Hearing aids have come a long way in terms of design and functionality. One critical component of behind-the-ear (BTE) hearing aids is the tonehook, which serves as a connection between the hearing aid and the tubing of the earmold. While plastic tonehooks have been the traditional choice, ReSound offers an alternative option for their superpower devices – a metal tonehook.
The Advantage of Metal Earhooks
When it comes to superpower hearing aids, metal tonehooks provide an additional advantage over their plastic counterparts – stable gain. Gain refers to the amplification of sound provided by the hearing aid. Metal tonehooks allow for a higher gain, enabling individuals with severe to profound hearing loss to access amplified sound at a louder level.

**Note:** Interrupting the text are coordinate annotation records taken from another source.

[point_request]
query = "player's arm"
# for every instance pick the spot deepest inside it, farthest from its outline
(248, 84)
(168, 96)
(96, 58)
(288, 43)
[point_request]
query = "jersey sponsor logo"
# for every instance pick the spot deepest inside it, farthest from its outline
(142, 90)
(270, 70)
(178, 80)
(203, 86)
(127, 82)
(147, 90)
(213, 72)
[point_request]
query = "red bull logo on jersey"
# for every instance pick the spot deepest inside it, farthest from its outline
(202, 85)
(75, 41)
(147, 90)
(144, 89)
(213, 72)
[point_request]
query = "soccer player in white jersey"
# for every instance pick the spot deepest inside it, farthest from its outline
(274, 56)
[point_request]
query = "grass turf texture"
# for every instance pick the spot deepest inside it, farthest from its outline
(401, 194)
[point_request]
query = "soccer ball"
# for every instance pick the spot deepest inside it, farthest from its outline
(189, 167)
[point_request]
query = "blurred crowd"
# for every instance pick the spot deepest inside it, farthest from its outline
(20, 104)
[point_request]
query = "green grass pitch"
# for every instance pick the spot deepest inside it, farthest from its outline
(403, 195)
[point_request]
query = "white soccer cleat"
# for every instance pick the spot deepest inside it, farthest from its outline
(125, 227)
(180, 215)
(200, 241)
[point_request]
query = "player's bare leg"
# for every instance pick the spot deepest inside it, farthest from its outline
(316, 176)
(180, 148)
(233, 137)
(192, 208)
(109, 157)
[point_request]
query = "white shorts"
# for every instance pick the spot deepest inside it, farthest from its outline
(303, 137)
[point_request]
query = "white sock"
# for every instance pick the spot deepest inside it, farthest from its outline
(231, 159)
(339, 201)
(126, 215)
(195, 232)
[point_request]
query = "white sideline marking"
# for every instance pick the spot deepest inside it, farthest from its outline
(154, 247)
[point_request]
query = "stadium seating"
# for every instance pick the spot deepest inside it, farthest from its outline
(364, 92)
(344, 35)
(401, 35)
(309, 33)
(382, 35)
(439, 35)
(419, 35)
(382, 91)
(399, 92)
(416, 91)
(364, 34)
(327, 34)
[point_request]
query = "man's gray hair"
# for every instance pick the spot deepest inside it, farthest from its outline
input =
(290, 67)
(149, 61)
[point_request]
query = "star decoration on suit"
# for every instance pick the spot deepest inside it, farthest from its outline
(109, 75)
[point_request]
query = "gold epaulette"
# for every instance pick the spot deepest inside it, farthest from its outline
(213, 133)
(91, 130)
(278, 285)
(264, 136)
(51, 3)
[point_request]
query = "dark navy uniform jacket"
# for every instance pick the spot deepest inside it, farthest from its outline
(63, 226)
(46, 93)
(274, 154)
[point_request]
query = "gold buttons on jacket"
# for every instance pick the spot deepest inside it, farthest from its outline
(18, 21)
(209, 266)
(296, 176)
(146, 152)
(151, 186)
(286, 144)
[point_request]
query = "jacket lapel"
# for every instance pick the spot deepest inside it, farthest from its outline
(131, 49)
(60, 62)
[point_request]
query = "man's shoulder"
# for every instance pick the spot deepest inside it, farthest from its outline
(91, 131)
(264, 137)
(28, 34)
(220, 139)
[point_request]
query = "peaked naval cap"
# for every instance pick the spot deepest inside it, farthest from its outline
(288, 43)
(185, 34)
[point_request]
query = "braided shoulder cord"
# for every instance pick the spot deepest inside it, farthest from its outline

With the exact same hearing aid Resound Omnia 88 BTE, different power depending on the tonehook.
Plastic Tonehook: 133dB peak Output, Gain of 67dB (power)
Metal Tonehook: 133dB peak Output, Gain of 73dB (high power)
Frequency Bandwidth Considerations
While metal tonehooks offer enhanced gain, there is a trade-off in terms of frequency bandwidth. The frequency bandwidth determines the range of frequencies that a hearing aid can effectively amplify. It is important to consider the impact of tonehook material on the ability to match high-frequency (HF) targets.
When using a metal hook, the frequency bandwidth is slightly narrower compared to a plastic hook. Specifically, if you are aiming to match HF targets above 5kHz, you may encounter challenges achieving precise matching with a metal hook. The difference in bandwidth between the two options is relatively small, typically only a few hundred Hz. However, for clinicians who prioritize precise HF target matching, this consideration becomes relevant.
Individualized Treatment Approach
Hearing aid fittings are highly individualized to meet the unique needs of each patient. Audiologists must consider various factors when determining the appropriate tonehook material for their patients. While metal tonehooks provide stable gain, the choice between metal and plastic should be made based on the specific requirements of the individual’s hearing loss and listening preferences.
For patients who prioritize stable gain and do not have recordable thresholds at or above 5kHz, the metal tonehook can be an excellent choice. However, for individuals who seek a more accurate match of HF targets, the plastic tonehook may be a preferable option.